Jane walked to the bed with Logan behind, ready to catch her if she so much as faltered. He didn’t know much about the effects of concussions, but he knew it probably wasn’t good for her to be up and about.
Drastic times, drastic measures, he supposed.
Jane studied the dead woman for what seemed like an eternity. She felt her wrist for a pulse that wasn’t there. She peered into her lifeless eyes. She pressed against her stomach.
“What happened?” Logan answered.
“I don’t know for sure. Heart attack or a stroke would be my guess,” Jane said. Her voice wavered slightly. She wasn’t an RN yet, but she was on her way. “I haven’t dealt with too many deaths…”
“What do we do?” he asked.
Jane looked at him, and Logan saw fear in her eyes. That broke his heart. He hated seeing his wife scared; he hated being scared.
“I don’t know,” she admitted as she pulled the sheet over the woman’s head.

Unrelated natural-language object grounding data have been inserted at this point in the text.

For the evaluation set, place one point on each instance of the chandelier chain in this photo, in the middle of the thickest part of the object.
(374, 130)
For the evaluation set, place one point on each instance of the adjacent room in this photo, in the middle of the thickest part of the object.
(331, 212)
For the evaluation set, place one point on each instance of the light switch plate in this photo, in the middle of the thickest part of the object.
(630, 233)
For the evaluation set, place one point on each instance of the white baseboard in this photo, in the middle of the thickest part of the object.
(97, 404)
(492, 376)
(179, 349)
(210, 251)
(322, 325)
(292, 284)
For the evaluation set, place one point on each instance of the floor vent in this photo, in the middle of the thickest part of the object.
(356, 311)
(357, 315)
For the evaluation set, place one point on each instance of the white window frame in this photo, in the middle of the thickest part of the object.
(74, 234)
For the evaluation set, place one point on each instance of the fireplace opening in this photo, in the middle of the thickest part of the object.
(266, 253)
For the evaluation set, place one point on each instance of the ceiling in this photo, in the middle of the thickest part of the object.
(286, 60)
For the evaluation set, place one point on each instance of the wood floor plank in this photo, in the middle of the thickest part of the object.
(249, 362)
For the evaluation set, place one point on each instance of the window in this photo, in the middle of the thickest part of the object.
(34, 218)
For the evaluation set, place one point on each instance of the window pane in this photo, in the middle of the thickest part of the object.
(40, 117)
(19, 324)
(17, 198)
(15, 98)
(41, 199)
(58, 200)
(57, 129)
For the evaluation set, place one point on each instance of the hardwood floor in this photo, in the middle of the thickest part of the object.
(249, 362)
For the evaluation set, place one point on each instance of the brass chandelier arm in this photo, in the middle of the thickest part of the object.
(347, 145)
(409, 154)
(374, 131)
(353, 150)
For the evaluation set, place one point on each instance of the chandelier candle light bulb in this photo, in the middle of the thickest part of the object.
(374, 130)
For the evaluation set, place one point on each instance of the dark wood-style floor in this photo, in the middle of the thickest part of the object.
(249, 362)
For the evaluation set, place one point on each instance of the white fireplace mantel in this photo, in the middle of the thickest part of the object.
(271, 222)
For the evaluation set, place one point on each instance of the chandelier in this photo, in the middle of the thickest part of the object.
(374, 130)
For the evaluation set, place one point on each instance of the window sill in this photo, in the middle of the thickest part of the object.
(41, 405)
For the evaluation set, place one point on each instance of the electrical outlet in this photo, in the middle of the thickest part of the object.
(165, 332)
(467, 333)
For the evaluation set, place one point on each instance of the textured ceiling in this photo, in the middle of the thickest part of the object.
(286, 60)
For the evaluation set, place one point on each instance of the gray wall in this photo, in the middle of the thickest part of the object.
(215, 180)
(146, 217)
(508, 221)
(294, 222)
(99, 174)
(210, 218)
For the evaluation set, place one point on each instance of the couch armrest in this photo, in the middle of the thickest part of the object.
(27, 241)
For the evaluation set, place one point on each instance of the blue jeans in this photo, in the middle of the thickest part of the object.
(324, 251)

“We can’t just leave her up here. That kid’ll go crazy with his mom’s dead body in the room above him.”
Jane shook her head. “Poor guy. She was so nice.”
Logan nodded. “We’ll have to—”
Jane jumped off of the bed and landed on her backside with a thump, screaming. “Did you—did you see that?” she asked breathlessly.
Logan bent down and grabbed his wife, picked her up. “What?”
“She—she moved!”
Logan brought a finger to his lips. “Shh, Jane. Don’t be crazy. She’s dead.”
“I’m not. I felt the whole damn bed shake. That wasn’t a leftover twitch of her central nervous system or anything like that; that was a full-on movement.”
“Jane, your head…”
“I’m fine, Logan,” she said. “I’m fine. My head is fine. I know what I felt.”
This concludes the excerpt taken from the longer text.